Plusieurs semaine pourraient être nécessaires pour débloquer l'aide du FMI, qui n'a pas été impliqué dans l'élaboration du plan de l'UE.

Le fonds monétaire international (FMI) vient tout juste d'être saisi d'une demande d'aide de la Grèce. Jusqu'à présent, le FMI ne fournissait que de l'assistance technique à Athènes. L'équipe de ses experts est à pied d'œuvre dans la capitale hellénique. «Nous sommes prêts à agir rapidement en réponse à cette demande», a expliqué vendredi Dominique Strauss-Kahn, directeur général du FMI. Et Youssef Boutros-Ghali, président du comité directeur de l'institution, de rappeler : «L'aide à la Grèce prendra du temps. Cela ne peut pas se produire d'un jour à l'autre.» D'autant que le gouvernement Papandréou est engagé dans des négociations portant sur l'élaboration d'un plan «couvrant plusieurs années».

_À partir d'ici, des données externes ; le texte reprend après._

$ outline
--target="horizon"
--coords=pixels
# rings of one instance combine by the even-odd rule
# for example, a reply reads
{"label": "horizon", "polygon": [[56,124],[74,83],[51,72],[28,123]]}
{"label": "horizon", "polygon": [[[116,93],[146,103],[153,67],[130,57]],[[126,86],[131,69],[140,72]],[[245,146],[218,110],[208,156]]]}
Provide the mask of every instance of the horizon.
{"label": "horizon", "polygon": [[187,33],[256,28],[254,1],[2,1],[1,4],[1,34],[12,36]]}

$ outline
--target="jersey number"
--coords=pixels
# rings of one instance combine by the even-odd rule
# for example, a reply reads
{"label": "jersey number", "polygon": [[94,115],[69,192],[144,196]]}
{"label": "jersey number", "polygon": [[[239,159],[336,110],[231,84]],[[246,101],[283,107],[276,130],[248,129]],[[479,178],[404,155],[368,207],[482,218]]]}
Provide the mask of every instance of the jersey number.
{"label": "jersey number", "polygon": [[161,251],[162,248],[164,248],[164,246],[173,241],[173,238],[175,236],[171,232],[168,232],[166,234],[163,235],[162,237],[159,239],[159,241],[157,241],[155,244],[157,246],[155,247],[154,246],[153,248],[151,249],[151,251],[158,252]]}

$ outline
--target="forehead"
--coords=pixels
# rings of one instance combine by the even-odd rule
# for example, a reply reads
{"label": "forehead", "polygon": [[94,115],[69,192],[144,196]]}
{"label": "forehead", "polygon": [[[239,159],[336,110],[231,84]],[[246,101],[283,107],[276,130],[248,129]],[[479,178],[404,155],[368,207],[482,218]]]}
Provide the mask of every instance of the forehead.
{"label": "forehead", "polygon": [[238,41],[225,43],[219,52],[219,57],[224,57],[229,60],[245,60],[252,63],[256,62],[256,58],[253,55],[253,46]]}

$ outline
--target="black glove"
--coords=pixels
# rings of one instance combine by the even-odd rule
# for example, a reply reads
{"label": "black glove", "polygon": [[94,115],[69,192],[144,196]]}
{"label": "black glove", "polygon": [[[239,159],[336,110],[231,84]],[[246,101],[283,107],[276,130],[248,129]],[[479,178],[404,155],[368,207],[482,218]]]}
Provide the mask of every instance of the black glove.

Jusqu'à présent, le FMI n'avait pas été impliqué dans l'élaboration du plan de l'Union européenne. Cette dernière n'est pas membre du conseil du fonds. Ses propositions ne pouvaient donc engager le FMI, rappelle-t-on à Washington. Il faut donc s'attendre à «plusieurs semaines» de pourparlers. Le montant du plan complet pourrait dépasser le record de 58 milliards de dollars établi par la Corée en 1997 grâce aux conditions négociées par le FMI.

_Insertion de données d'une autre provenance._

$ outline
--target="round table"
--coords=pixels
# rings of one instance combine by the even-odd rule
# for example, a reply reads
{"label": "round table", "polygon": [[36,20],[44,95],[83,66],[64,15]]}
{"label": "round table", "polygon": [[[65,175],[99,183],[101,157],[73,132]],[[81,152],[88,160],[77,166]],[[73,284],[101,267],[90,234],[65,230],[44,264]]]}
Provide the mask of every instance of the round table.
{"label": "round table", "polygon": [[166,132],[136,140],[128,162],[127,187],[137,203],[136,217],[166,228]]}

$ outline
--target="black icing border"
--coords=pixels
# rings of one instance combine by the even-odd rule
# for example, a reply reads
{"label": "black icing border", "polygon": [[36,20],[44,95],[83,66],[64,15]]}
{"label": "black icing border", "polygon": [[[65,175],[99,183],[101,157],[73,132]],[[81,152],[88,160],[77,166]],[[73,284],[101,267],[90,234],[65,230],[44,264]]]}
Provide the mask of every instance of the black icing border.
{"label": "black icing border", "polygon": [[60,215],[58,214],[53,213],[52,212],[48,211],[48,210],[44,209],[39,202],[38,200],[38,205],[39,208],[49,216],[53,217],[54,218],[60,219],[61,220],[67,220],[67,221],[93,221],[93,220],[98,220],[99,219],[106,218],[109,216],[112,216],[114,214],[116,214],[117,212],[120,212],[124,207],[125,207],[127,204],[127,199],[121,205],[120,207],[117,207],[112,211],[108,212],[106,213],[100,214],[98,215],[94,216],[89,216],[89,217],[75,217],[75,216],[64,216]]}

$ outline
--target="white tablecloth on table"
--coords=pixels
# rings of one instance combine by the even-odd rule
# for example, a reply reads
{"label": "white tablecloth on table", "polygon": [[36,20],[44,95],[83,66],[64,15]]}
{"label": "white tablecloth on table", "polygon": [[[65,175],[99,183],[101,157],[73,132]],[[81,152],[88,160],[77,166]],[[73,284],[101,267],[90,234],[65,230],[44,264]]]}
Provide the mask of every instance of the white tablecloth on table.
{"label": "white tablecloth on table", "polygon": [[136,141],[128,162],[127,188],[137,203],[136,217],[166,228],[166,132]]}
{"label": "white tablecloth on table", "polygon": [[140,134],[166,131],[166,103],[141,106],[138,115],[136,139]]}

L'institution multilatérale part aussi du principe que sa part dans l'aide à la Grèce représentera un tiers du paquet décidé par les autres pays de la zone euro. Mais cette proportion pourrait éventuellement changer suivant le verdict des négociateurs du fonds. L'absence de marge d'ajustement par une dévaluation complique toutefois sérieusement les termes que le FMI devra négocier avec les autorités grecques. Ce n'est pas tout à fait sans précédent : la Lettonie par exemple a obtenu 1,7 milliard d'euros du FMI en 2008, dans le cadre d'un paquet international de 7,5 milliards, tout en conservant sa monnaie indexée sur l'euro.